Я села на низкую скамеечку у дверей и запела. Пела долго, тихо, на одной ноте, боясь встать и спугнуть наступившую понемногу тишину.

Когда я вышла, в соседней комнате сидела на подоконнике Ира. Она была бледна, губы сжаты.

– Я хотела помочь вам, да потом решила – не надо. Много народу – хуже… – промолвила она. Потом подала мне листок: – Это я нашла в кармане у Катеньки.
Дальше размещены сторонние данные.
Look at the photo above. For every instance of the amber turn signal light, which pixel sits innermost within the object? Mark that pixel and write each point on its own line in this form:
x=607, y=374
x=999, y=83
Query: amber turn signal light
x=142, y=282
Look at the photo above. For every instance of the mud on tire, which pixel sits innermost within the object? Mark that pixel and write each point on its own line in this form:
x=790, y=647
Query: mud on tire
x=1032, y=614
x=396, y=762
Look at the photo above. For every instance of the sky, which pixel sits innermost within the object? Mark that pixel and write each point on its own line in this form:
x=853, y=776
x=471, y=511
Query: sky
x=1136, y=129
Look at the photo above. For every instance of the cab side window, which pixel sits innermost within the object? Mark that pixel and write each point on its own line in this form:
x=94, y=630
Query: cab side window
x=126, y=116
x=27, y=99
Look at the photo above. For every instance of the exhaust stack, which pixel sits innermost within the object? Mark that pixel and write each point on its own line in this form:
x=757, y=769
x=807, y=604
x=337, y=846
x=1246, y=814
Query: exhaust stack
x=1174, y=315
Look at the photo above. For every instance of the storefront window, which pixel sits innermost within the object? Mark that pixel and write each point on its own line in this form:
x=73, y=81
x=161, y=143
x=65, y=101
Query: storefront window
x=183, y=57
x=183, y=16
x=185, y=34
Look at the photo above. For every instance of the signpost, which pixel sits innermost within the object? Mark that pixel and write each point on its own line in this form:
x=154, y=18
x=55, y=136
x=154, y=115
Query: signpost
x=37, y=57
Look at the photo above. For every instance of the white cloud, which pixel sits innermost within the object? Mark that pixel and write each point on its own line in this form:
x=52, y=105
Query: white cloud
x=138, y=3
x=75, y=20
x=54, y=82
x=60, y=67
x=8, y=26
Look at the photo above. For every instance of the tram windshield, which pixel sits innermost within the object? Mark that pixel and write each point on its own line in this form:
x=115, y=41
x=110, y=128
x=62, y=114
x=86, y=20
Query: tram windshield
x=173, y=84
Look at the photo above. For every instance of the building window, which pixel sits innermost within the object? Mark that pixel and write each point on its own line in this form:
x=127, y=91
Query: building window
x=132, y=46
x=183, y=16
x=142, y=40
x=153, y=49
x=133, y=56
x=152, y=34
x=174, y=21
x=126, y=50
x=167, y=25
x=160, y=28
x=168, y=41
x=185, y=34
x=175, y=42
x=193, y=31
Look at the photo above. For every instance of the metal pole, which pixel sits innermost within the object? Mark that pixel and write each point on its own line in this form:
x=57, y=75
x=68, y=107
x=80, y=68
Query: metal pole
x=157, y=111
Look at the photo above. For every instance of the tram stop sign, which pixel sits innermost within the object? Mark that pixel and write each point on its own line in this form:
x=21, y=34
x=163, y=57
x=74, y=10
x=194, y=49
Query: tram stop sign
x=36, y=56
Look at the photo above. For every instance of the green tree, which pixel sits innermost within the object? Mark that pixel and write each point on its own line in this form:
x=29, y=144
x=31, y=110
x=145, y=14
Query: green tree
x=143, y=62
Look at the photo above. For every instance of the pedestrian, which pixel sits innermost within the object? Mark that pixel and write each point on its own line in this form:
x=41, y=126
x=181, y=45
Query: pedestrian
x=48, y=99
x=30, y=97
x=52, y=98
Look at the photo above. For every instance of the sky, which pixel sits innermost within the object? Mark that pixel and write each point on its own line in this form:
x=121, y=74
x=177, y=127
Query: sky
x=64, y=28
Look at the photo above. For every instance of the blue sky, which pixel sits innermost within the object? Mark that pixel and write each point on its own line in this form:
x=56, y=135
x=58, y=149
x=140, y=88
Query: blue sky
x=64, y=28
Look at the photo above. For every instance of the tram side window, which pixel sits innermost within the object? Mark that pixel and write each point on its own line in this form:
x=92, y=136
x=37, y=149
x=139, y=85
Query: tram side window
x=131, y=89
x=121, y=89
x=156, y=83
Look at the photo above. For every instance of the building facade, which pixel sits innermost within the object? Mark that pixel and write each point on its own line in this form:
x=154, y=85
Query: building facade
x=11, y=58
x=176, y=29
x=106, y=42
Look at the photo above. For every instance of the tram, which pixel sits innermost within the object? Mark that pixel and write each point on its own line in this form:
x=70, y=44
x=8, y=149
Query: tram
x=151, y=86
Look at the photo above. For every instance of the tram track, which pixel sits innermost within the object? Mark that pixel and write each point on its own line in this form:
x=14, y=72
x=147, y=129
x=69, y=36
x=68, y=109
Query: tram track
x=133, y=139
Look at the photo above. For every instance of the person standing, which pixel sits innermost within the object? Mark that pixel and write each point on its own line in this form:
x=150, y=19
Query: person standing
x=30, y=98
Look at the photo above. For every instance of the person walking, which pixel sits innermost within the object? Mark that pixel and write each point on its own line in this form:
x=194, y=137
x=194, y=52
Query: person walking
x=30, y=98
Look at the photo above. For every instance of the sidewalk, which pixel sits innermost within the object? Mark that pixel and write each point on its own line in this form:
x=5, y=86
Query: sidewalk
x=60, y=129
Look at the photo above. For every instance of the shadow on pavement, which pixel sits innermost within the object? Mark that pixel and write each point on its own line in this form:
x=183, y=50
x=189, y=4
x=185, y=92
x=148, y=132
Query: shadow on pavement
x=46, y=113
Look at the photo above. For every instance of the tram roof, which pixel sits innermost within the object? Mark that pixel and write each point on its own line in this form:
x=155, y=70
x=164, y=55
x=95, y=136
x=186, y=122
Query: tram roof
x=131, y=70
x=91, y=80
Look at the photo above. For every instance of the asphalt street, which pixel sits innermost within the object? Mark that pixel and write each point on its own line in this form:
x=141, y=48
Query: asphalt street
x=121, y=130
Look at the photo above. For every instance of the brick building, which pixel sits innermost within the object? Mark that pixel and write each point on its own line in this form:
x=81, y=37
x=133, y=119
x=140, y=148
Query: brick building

Я встала под лампой и прочла:

Я знаю, будет мир опять

И радость непременно будет.

Научатся спокойно спать

Все это видевшие люди.

Мы тоже были в их числе —

И я скажу тебе наверно,

Когда ты станешь повзрослей,

Что значит тьма ночей пещерных.

Что значит в неурочный час

Проснуться в грохоте и вое,

Когда надвинется, рыча,

Свирепое и неживое, —

И в приступе такой тоски,

Что за полвека не осилишь,

Еще не вытянув руке,

Коснуться чудищ и страшилищ:

Опять, опять ревут гудки,

Опять зенитки всполошились.

И в этот допотопный мрак

Под звон и вопли стекол ломких

Сбежать, закутав кое-как

Навзрыд кричащего ребенка.

Все, как на грех, перемешать,

И к волку приплести сороку,

И этот вздор, едва дыша,

Шептать в заплаканную щеку.

Но в дорассветной тишине

Между раскатами орудий

На миг приходит к нам во сне

Все то, что непременно будет:

Над нашим городом опять

Рубиновые звезды светят,

И привыкают мирно спать

Сиреной пуганные дети.

Я подняла глаза на Иру Феликсовну и повторила:

Все, как на грех, перемешать,

И к волку приплести сороку…

– Я потому и вспомнила. Я нашла этот листок, когда раздевала ее перед мытьем. Но тогда недосуг было показывать. Я спрятала и забыла. А теперь стояла, слушала, и вот…

* * *

– А справлюсь? – спросила Валентина Степановна и тотчас сама ответила: – А конечно, справлюсь. Ну что ж, добивайтесь… Я работы не боюсь.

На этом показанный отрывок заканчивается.